Dad figured it was probably a family-owned business we’d patronized once. But to me and my siblings the greeting from our mystery friends became a ritual of the season—a random and inexplicable ritual, like the fact that Santa insisted on putting dates in our Christmas stockings, but a ritual just the same. And thus meaningful, in a meaningless sort of way.

I think about all this every year as I sit down with my own family’s Christmas card list. To whom has our card become (air quotes) meaningful? Old neighbors we haven’t laid eyes on since moving seven years ago? My college roommate’s other best friend, who made it to the list after we all had a Napa weekend in 1992? She now has a husband and children who have never met me and who surely greet my family smiling down off their picture-card door the same way my family greets hers: “Who the hell are these people?” 

Every year I wonder, Is this the year to take them off the list?—just before I throw up my hands and slap on their address label.

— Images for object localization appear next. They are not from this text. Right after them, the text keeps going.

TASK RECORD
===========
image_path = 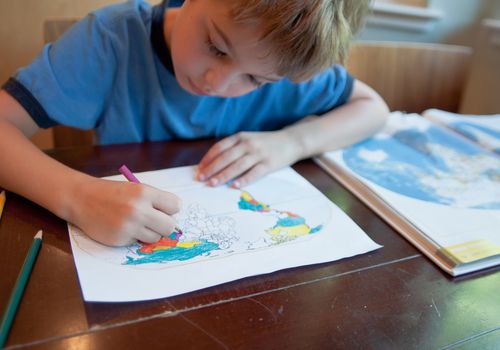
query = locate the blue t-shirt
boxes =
[3,0,353,145]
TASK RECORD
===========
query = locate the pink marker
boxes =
[119,164,140,183]
[119,165,183,236]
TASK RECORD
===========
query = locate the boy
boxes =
[0,0,388,246]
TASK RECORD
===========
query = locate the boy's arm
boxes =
[0,90,181,246]
[196,80,389,187]
[283,80,389,158]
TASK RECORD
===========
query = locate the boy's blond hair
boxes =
[230,0,371,82]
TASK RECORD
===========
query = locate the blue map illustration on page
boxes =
[448,121,500,154]
[343,119,500,209]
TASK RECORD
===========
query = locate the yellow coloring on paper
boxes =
[177,241,202,248]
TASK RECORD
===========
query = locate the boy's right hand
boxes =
[69,178,182,247]
[0,91,181,247]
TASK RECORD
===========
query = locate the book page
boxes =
[423,109,500,154]
[320,112,500,270]
[68,166,381,302]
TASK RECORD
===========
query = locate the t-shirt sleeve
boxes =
[312,64,354,111]
[276,64,355,119]
[333,66,354,107]
[276,64,355,118]
[2,13,119,129]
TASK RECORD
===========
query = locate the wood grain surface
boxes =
[1,140,499,349]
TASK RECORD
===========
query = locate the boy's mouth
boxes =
[188,78,209,96]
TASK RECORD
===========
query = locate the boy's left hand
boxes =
[196,130,303,188]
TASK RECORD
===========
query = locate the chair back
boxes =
[346,41,473,113]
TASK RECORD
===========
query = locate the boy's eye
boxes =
[206,39,226,57]
[247,75,263,88]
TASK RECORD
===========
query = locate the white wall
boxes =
[358,0,500,114]
[359,0,500,46]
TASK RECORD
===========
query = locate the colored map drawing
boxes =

Removing them just feels cold. Sure, they might not notice—but what if they did? In that case our sudden radio silence might itself constitute a greeting. “We officially no longer care what kind of holidays you have.”

So our list morphs a little every year into something bearing an ever-odder relationship to our actual life. The people we see most we may not quite regard as Christmas card friends; they are the people who inhabit our orbits—spinning in and out of proximity as work schedules and carpools change—but not necessarily our hearts. Some of these we’d love to slide into the close-friend category—but, candidly, past the age of 40 that shift is rare. Those famously fertile environments that nurture the deepest roots—freshman dorms, first workplaces, co-op preschools—are in the rear-view mirror by the second half of life, when most of us have too little time in our workaday routines to entwine roots.

As for our close friends, unless they happen to be the parents of my kid’s pals or the people I work with, I can identify them—pitifully—by how rarely I see them. Like I said: orbits. They’re on my Christmas card list for sure, right along with the laid-off ex-coworkers and 15th cousins. And, alas—the obsolete friendships.

Putting it all together, I have a list that has burgeoned like a misshapen topiary, where the head and wings have grown out of proportion to the body. Suddenly that sleek swan has bloated into something formless and unnatural. A turducken. 

How I’d love a simple calculus for pruning it! A regulation equation, where you divide the number of years you’ve known your friend, say, by the years since you’ve seen them—subtract five if you’ll realistically never see them again, add 10 if you were ever super close. (And, for scorekeeping types: Halve if you never receive a card from them; double if you want them to see that you kayaked the Maldives last year.) 

But in my bones I know there’s no such equation, because I know that the Christmas card list is never just the Christmas card list. One year I had an idea: I won’t cut it; I’ll build it—from scratch. Yes! But even as I sat sipping my tea and jotting names…even that seemingly simple exercise quickly frothed into a philosophical boil on the nature of friendship itself. Whose lives do I want to keep touching as I stare down the diminishing barrel of my own? I thought, alarmingly. Is staying in touch important because of possibilities for the future…or memories of the past? 

As more and more of my contemporaries flee the oppressively small town that is Facebook, my family Christmas card becomes the single slender thread tethering us to those who populate our history; the outstretched hand linking us to those we want in our future. That’s an awful lot of pressure to put on a single piece of 110-pound card stock.

And so I vow that this year I’ll be better at staying in touch with the people I love, in substantive ways—ways that look like actual friendship. Even as I fill the mailbox with little gray snowmen, hoping that their recipients have the slightest idea who we are.